"A edição do DIÁRIO DA MANHÃ do dia 04/11/2011, trouxe em sua página 04, nominada de OPINIÃO (CAFÉ DA MANHÃ), charge de cunho escandalosamente racista e preconceituosa, cuja cópia digital se encontra na mídia que segue em anexo, extraída do próprio site do DIÁRIO DA MANHÃ (http://www.dm.com.br).
A charge mostra a caricatura do Ministro dos Esportes ALDO REBELO, na época recém nomeado para o cargo, com a indicação dos seguintes dizeres: “DEIXA EU ARRUMAR A BAGUNÇA QUE AQUELE SACÍ DE DUAS PERNAS DEIXOU”.
Obviamente, a menção “SACÍ DE DUAS PERNAS” tinha como alvo imediato o ex-ministro dos Esportes ORLANDO SILVA, sabidamente de cor NEGRA, assim como o lendário e folclórico SACÍ-PERERÊ.
Impossível não vislumbrar a enorme carga de preconceito e racismo contida naquela charge. Se referir a alguém que é NEGRO como SACÍ é tão grave como chamar um NEGRO de “MACACO”.
Os veiculadores daquela infeliz charge caminham pela contramão do resto da imprensa mundial, que repudia de forma veemente todo e qualquer ato de racismo e preconceito.

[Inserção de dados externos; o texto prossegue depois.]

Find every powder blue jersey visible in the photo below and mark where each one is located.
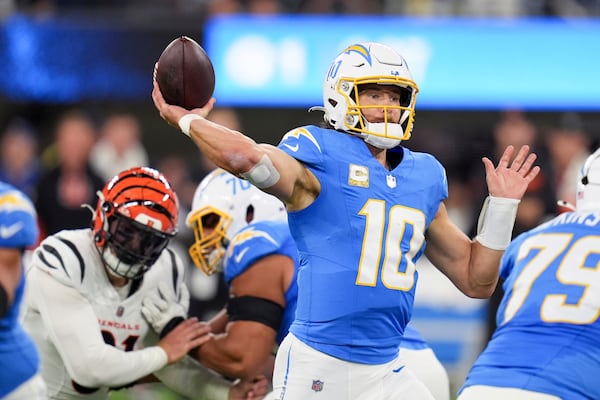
[0,182,39,398]
[279,126,448,364]
[464,213,600,400]
[223,221,298,344]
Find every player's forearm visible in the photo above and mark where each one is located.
[195,335,264,379]
[190,119,264,175]
[464,241,503,299]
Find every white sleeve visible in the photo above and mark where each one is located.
[27,268,167,387]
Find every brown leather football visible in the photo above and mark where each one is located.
[156,36,215,110]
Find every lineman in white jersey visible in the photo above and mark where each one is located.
[458,149,600,400]
[24,167,266,400]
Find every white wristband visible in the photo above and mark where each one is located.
[178,114,204,137]
[475,196,520,250]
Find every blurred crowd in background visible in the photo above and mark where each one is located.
[0,0,600,18]
[0,0,600,396]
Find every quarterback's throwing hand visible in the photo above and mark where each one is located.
[152,69,215,127]
[482,145,540,200]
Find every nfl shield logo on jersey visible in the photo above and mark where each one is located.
[311,379,323,392]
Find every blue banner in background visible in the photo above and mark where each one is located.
[203,16,600,110]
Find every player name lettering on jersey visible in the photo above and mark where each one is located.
[549,213,600,226]
[98,319,140,331]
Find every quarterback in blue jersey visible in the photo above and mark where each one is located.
[459,149,600,400]
[0,182,46,400]
[152,43,539,400]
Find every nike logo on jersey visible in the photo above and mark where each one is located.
[233,247,250,264]
[348,164,369,187]
[0,221,23,239]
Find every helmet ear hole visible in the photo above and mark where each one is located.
[101,201,112,213]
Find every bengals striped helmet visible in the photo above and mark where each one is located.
[92,167,179,279]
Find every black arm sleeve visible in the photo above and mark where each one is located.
[227,296,283,331]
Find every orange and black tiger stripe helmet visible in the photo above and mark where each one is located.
[92,167,179,279]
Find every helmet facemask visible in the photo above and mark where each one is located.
[186,169,287,275]
[187,207,232,275]
[323,43,418,149]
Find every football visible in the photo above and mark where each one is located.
[156,36,215,110]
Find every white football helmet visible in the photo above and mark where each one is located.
[315,43,419,149]
[575,148,600,211]
[186,169,287,275]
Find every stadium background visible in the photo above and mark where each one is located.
[0,0,600,399]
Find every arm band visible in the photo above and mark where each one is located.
[178,114,204,137]
[0,285,8,318]
[240,154,280,189]
[475,196,520,251]
[227,296,283,332]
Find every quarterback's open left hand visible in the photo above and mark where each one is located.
[142,282,190,337]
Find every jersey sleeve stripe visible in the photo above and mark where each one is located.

A imprensa esportiva, por exemplo, frequentemente noticia com reprovação a atitude de torcedores, inclusive de outros países, que em clara ação de racismo e preconceito, lançam bananas no campo de futebol em direção a jogadores de cor negra, insinuando que os mesmos são macacos.
Citamos a título de exemplos recentes, os casos de racismo futebolístico noticiados pela internet através dos links abaixo:
1 -http://esportes.terra.com.br/futebol/europeu/2012/noticias/0,,OI5548099-EI18005,00-Torcedor+do+e+Liverpool+e+preso+por+insultos+racistas.html (Título da matéria: Torcedor do Liverpool é preso por insultos racistas).

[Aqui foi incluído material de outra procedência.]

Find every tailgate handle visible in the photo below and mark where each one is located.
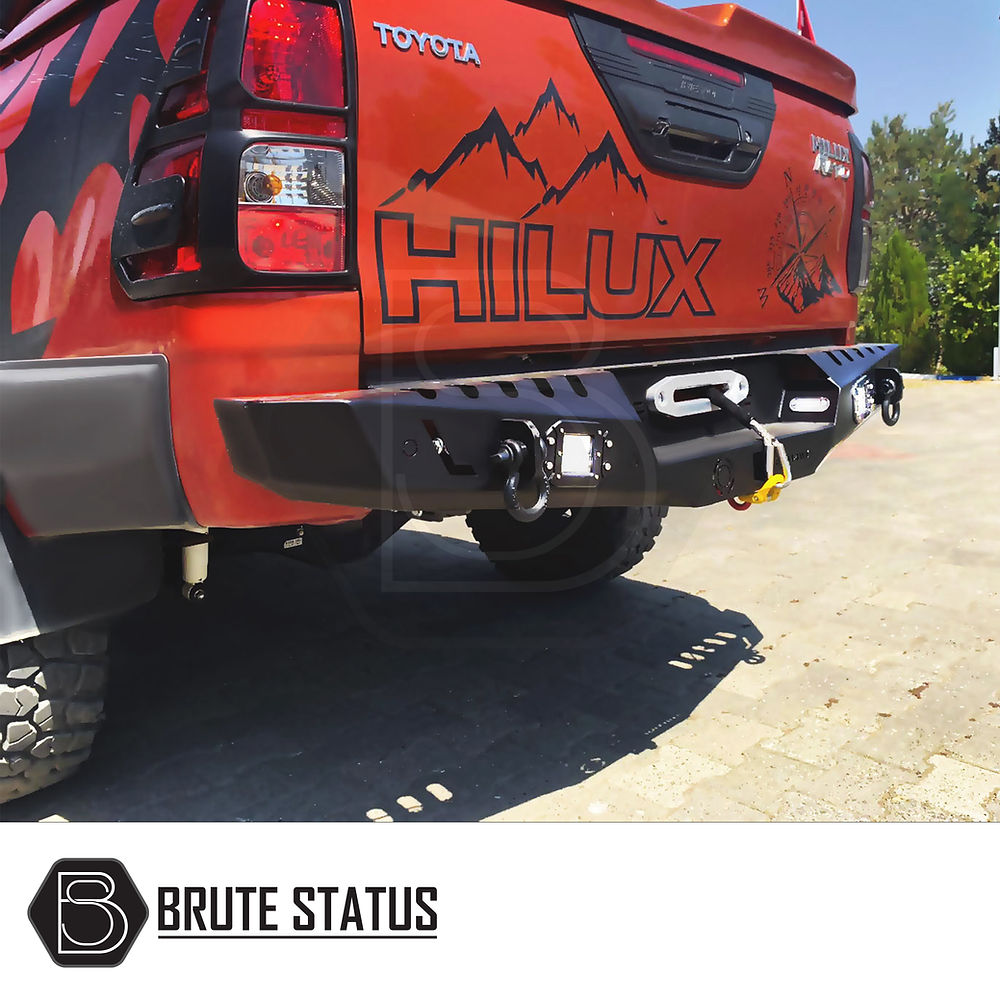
[652,103,760,160]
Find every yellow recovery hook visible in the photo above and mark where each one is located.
[708,387,792,510]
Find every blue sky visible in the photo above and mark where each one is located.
[736,0,1000,142]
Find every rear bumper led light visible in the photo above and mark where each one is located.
[788,396,830,413]
[237,143,346,272]
[851,375,875,424]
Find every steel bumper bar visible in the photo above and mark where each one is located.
[216,344,902,513]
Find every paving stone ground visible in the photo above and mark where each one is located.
[2,382,1000,822]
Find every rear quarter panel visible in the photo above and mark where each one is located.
[0,0,364,529]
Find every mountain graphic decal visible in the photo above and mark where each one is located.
[514,78,580,136]
[380,108,548,208]
[758,171,842,313]
[521,132,647,219]
[379,78,665,224]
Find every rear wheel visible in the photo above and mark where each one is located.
[466,507,667,588]
[0,626,108,803]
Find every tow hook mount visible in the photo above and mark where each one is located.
[490,419,552,523]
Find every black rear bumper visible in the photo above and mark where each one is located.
[215,344,901,512]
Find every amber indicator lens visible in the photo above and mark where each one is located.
[237,143,345,272]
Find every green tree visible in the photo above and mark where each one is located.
[858,230,938,372]
[970,116,1000,246]
[939,241,1000,375]
[866,101,977,266]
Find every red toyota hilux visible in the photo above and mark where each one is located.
[0,0,902,802]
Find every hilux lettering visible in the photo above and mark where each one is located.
[375,212,720,323]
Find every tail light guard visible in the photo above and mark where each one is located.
[111,0,357,300]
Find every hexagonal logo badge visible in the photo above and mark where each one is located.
[28,858,149,966]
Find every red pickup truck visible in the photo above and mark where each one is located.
[0,0,902,802]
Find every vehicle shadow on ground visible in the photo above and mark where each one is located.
[3,531,763,821]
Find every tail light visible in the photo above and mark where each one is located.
[625,35,746,87]
[237,143,345,272]
[847,134,875,293]
[237,0,347,273]
[242,0,344,108]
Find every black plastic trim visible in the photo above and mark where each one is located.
[570,11,776,185]
[847,132,866,294]
[0,355,197,537]
[112,0,359,301]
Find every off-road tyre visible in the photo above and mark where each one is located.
[0,626,108,804]
[466,507,667,589]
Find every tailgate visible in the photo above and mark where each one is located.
[354,0,856,355]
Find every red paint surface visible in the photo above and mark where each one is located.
[153,0,195,60]
[69,0,139,108]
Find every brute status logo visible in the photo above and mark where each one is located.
[28,858,149,966]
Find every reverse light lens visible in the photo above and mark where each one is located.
[238,143,345,272]
[242,0,344,108]
[625,35,744,87]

2 - http://www.parana-online.com.br/canal/automoveis/news/118398/ (Título da matéria: Jogador argentino é preso por racismo no Morumbi).
3 - http://www.gp1.com.br/noticias/jogador-e-preso-em-campo-por-racismo-no-rio-grande-do-norte-31550.html (Título da matéria: Jogador é preso em campo por racismo no Rio Grande do Norte).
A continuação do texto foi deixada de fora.